Mary Beth thought a minute. She avoided the shed because it
had a putrid musty smell, and if she looked hard enough, she could make out the
skeletal remains of critters in the dirt floor. The shed was old, just as old
as the house if not older, and, at first, she couldn’t remember there being a
door in the shed. Then she remembered, it was a giant oak door with hundreds of
engravings on the back wall. A door that was entirely too nice to be hanging in
a derelict shed. It had been buried behind decades of rubble when their family
moved into the place three years earlier. Her daddy had started cleaning in
that shed in October, hauling old lumber and tools and bags of garbage out for
days. At some point, he must have cleared a path all the way to the door.
“What’s that door need a lock for?” Mary Beth finally asked.
“Because there’s something behind that door,” Charlotte
said, “And Mama and Papa don’t want us to see it.”
“Wha…”
A chill air blew into the house as daddy rushed in from doing
chores. His face was long and his eyes drooped. He was only thirty-five, but he
looked like he was in his sixties.

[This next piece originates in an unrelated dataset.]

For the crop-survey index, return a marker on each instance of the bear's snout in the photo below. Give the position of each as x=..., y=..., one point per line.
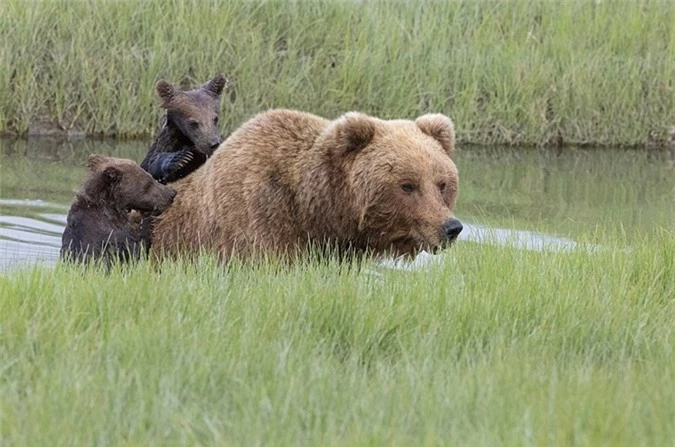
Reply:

When did daddy start looking so old and
tired?
“Susan, isn’t it time for these girls to get to bed?” he
called, stomping to the fridge, opening it, and pulling from it a red beer can.
He barreled from the kitchen without even acknowledging the two girls.
Mary Beth wanted to protest. It wasn’t even seven thirty.
Their bed time wasn’t until eight, sometimes they could even stay up to
eight-thirty, but Charlotte elbowed her in the ribs.
“They go out there after we go to sleep,” Charlotte said.
“I’m going to follow them tonight.”
Mary Beth eyed the key again at the top of the door frame.
This mystery that had nagged for a better part of a month, and the answer as
simple as a lock out in the shed. She wondered how long that Charlotte knew.
Probably only a day or two, but Charlotte probably would claim she’d known all
along. Well, she wasn’t going to pull anything over on Mary Beth here. She
might be eight, but she was plenty smart, too.
“I’m coming with you,” Mary Beth said, thinking she could
bring her little blue flashlight to guide the way.